I noticed the wind right away. When I run in the extremely early hours of morning, it is before the sun has even thought about making an appearance on the eastern horizon. Noticing the wind and temperature are important for me, as I have to decide whether or not I have too many layers or not enough layers, to finish my six-mile route without my body temperature getting in the way. But this morning, the gentleness of the wind was causing my Christmas lights to pattern the Northern Lights on the siding below the roof. In that moment, staring at the red, blue and green light waves, I heard the distant squeaking of the metal wind vane.
Crunching gravel kept the rhythm of my run, changing to patches of a kind of clicking sound when I ran into places where the road grater had pulled goat heads into the road bed from the ditches. High lines hummed a low kind of whine, as if passing some communication along from pole to pole, as I passed.
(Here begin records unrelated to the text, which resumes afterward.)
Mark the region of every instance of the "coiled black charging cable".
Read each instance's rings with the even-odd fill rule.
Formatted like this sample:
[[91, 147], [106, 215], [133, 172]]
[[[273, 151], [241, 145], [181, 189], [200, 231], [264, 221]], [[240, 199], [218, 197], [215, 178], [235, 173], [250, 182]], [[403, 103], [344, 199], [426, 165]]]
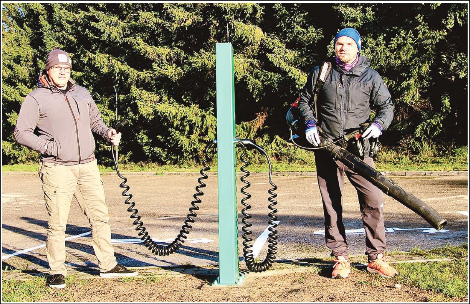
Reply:
[[[125, 119], [123, 119], [116, 125], [115, 128], [117, 130], [119, 127], [124, 126], [127, 123], [127, 122]], [[116, 146], [115, 147], [116, 155], [115, 155], [114, 146], [113, 146], [113, 148], [111, 149], [111, 154], [113, 155], [113, 160], [114, 161], [114, 165], [116, 166], [116, 173], [119, 178], [124, 180], [124, 181], [119, 184], [119, 187], [124, 188], [121, 194], [123, 196], [126, 197], [125, 200], [124, 201], [124, 203], [129, 205], [127, 208], [127, 211], [132, 212], [132, 214], [130, 217], [131, 219], [134, 220], [132, 224], [135, 226], [135, 230], [138, 232], [138, 235], [141, 237], [141, 240], [143, 241], [143, 244], [149, 250], [151, 251], [152, 253], [160, 256], [170, 255], [179, 249], [182, 246], [185, 239], [188, 238], [188, 235], [189, 234], [189, 229], [193, 228], [191, 223], [194, 223], [194, 218], [197, 216], [195, 211], [199, 210], [199, 207], [196, 204], [201, 203], [201, 199], [198, 196], [202, 196], [204, 195], [204, 193], [200, 190], [200, 189], [206, 187], [206, 184], [202, 181], [203, 179], [206, 179], [208, 177], [207, 175], [204, 172], [209, 171], [211, 169], [211, 167], [207, 165], [207, 163], [212, 161], [212, 159], [209, 156], [209, 150], [212, 147], [213, 144], [213, 142], [210, 142], [206, 146], [205, 159], [203, 161], [203, 166], [204, 168], [199, 171], [199, 173], [202, 176], [197, 179], [197, 182], [199, 183], [199, 185], [196, 186], [196, 193], [195, 193], [193, 195], [194, 200], [191, 202], [191, 207], [189, 208], [189, 213], [186, 216], [186, 219], [185, 220], [184, 223], [181, 227], [181, 230], [180, 230], [180, 233], [173, 242], [166, 245], [158, 244], [152, 240], [149, 235], [149, 233], [146, 230], [145, 227], [144, 226], [143, 222], [141, 220], [141, 216], [137, 214], [139, 210], [137, 208], [135, 208], [135, 203], [131, 201], [133, 195], [130, 193], [127, 193], [127, 192], [130, 189], [130, 187], [125, 184], [127, 182], [127, 179], [121, 175], [121, 173], [119, 171], [117, 156], [118, 154], [118, 147]]]
[[[242, 235], [243, 239], [243, 256], [245, 258], [245, 264], [246, 265], [247, 268], [250, 271], [260, 273], [266, 271], [269, 269], [269, 267], [274, 263], [274, 259], [276, 258], [276, 255], [277, 253], [277, 236], [276, 235], [277, 234], [277, 230], [276, 229], [276, 228], [277, 227], [278, 225], [277, 223], [275, 222], [277, 220], [277, 217], [275, 215], [275, 213], [277, 212], [277, 210], [274, 208], [274, 206], [277, 204], [277, 202], [274, 200], [274, 198], [277, 196], [277, 195], [274, 192], [277, 189], [277, 186], [274, 184], [271, 179], [273, 170], [271, 165], [271, 161], [269, 160], [269, 157], [267, 153], [266, 153], [264, 149], [248, 140], [240, 139], [236, 139], [236, 140], [238, 143], [243, 148], [243, 152], [240, 156], [240, 159], [245, 164], [240, 168], [240, 170], [245, 173], [244, 175], [240, 178], [240, 180], [246, 184], [245, 186], [243, 186], [240, 189], [240, 192], [245, 195], [241, 201], [242, 204], [245, 206], [245, 208], [242, 209], [241, 211], [242, 214], [243, 215], [243, 218], [242, 218], [242, 222], [244, 225], [242, 227], [242, 231], [243, 233]], [[267, 253], [264, 260], [260, 262], [255, 261], [253, 250], [251, 249], [253, 245], [250, 243], [253, 241], [253, 239], [250, 237], [250, 235], [252, 234], [253, 232], [248, 229], [251, 227], [252, 225], [247, 221], [247, 220], [251, 218], [251, 216], [247, 212], [251, 208], [251, 206], [246, 202], [247, 200], [251, 197], [251, 195], [245, 191], [251, 186], [251, 184], [246, 179], [246, 178], [250, 176], [250, 172], [246, 169], [246, 167], [250, 165], [250, 162], [244, 158], [245, 154], [246, 152], [245, 145], [248, 145], [252, 146], [266, 156], [266, 159], [267, 160], [268, 164], [269, 166], [269, 174], [268, 180], [271, 185], [273, 186], [272, 188], [268, 190], [268, 193], [271, 195], [271, 196], [268, 198], [267, 200], [271, 203], [268, 205], [267, 208], [271, 210], [271, 212], [268, 213], [268, 216], [269, 217], [269, 220], [268, 221], [269, 225], [268, 230], [270, 233], [268, 234]]]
The black sky was overlaid with steel grey clouds obscuring most, but not all the stars; the remnants of the super moon still glowed in the small crescent. What was missing were Jupiter and Mars, having been swallowed by the hungry clouds like most of the stars.
Brought up short by the sudden cloying scent of a skunk I must have spooked, but never saw, I slowed because of the small dark shape on the side of the road, just at the corner where I’d seen skunk cross the dirt road on many runs. My brain fought to pick through the darkness to tell me what this thing was and whether or not I needed to back-off. Getting as close as I dared, the scraggly stems of a broken-down tumbleweed took shape and I felt my breath ease out and my stride lengthen.
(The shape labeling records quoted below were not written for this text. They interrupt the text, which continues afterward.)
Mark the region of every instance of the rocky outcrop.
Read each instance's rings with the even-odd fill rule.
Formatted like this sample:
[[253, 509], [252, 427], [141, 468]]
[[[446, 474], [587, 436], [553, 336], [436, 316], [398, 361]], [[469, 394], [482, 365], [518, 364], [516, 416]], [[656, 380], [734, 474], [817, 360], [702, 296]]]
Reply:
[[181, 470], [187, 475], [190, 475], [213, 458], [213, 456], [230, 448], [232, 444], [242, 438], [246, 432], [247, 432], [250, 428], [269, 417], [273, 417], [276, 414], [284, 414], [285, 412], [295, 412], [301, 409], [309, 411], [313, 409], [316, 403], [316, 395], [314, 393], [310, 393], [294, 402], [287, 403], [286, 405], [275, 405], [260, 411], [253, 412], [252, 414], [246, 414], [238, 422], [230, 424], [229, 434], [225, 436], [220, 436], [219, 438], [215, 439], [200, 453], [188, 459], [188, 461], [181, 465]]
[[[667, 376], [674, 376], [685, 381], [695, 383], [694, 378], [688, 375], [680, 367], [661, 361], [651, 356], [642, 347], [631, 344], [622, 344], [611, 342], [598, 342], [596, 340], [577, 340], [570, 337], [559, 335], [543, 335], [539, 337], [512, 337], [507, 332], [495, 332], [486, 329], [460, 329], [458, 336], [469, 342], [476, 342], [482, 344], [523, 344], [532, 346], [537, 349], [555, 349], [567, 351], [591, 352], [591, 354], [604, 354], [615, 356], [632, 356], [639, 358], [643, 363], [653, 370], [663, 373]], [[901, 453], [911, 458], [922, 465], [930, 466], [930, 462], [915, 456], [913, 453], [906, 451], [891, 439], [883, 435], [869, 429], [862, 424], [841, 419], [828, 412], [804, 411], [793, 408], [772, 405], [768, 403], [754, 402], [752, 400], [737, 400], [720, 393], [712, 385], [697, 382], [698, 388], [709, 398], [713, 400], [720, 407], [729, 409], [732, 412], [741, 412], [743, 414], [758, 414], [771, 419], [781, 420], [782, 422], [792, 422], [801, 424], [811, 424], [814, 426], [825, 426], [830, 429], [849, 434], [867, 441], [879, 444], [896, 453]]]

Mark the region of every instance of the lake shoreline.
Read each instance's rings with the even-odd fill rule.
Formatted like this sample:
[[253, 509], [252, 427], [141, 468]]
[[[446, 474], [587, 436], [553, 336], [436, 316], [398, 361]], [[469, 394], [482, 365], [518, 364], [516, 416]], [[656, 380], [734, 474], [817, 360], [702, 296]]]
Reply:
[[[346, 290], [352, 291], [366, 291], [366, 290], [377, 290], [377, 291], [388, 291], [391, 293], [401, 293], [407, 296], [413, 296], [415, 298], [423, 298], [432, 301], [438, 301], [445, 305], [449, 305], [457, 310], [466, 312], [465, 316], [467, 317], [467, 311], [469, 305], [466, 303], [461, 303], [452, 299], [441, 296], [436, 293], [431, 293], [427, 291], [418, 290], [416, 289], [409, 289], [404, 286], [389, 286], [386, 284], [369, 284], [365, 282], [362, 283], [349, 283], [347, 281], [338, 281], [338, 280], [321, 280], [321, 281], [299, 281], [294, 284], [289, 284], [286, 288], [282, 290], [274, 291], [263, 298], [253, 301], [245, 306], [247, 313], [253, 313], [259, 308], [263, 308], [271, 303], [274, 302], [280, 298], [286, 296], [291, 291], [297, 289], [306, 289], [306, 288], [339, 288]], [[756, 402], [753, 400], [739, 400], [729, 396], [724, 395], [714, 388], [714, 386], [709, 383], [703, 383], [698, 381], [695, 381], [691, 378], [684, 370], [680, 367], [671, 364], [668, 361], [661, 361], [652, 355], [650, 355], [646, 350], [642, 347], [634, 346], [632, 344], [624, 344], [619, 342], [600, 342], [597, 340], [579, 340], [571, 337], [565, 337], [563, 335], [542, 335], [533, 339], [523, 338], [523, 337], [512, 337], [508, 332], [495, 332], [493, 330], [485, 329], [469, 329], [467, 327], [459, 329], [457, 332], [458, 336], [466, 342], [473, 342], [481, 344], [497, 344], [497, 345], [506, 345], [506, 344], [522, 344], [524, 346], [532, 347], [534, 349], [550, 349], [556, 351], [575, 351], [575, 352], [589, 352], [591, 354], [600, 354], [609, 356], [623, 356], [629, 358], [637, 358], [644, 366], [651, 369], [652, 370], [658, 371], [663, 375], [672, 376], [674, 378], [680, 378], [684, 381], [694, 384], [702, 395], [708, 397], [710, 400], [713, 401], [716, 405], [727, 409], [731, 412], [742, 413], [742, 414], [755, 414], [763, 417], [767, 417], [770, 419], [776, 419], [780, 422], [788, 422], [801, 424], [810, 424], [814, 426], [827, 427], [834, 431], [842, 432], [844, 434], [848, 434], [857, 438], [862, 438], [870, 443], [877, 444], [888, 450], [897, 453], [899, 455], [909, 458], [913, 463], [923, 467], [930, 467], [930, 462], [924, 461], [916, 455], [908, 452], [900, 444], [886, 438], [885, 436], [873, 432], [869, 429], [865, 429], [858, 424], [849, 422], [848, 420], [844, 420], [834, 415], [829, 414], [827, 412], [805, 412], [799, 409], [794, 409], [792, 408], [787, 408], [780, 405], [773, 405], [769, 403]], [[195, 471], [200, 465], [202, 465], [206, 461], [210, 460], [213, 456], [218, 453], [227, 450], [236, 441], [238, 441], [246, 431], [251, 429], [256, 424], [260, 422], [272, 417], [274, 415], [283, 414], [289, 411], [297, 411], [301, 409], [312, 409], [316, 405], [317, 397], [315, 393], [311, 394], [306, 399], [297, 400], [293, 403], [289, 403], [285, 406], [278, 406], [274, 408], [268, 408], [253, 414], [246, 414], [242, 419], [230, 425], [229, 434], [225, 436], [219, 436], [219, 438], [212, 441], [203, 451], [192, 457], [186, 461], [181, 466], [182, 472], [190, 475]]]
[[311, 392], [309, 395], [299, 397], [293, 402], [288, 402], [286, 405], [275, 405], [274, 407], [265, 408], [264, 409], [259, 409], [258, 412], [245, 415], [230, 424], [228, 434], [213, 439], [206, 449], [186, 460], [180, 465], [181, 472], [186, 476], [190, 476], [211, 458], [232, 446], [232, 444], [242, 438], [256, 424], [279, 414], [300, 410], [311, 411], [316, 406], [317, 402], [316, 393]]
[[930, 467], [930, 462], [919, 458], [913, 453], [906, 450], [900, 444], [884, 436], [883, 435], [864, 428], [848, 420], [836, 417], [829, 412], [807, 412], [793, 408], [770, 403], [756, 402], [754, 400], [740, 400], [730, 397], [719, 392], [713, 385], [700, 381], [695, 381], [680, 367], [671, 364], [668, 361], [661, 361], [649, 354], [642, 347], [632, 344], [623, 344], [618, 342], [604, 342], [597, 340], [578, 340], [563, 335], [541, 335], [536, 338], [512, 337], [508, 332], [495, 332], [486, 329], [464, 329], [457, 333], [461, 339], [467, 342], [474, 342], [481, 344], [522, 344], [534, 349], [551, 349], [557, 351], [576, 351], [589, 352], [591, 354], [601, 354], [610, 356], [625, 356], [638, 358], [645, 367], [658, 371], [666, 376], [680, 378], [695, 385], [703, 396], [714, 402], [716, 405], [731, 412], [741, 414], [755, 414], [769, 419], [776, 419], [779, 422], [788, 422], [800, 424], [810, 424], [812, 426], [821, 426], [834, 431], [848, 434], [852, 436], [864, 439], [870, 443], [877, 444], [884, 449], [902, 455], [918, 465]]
Slowing to cool down for the last few minutes, I didn’t see them, but my ear was drawn by the sound of the stock tank float grating against the wire that holds it, and I knew the horses were in the corral. I went on past the sidewalk, just a few steps toward the barn and corral, and the sweet sound of soft wuffling pulled my feet to the fence, where my young colt stood. The little light from the waning moon reflected his buckskin coat and I could see the light outline around the dark nostrils stretched up over the top rail. I would have missed the warm exchange of breath with his soft muzzle against my sweating cheek if I hadn’t been paying attention to the space.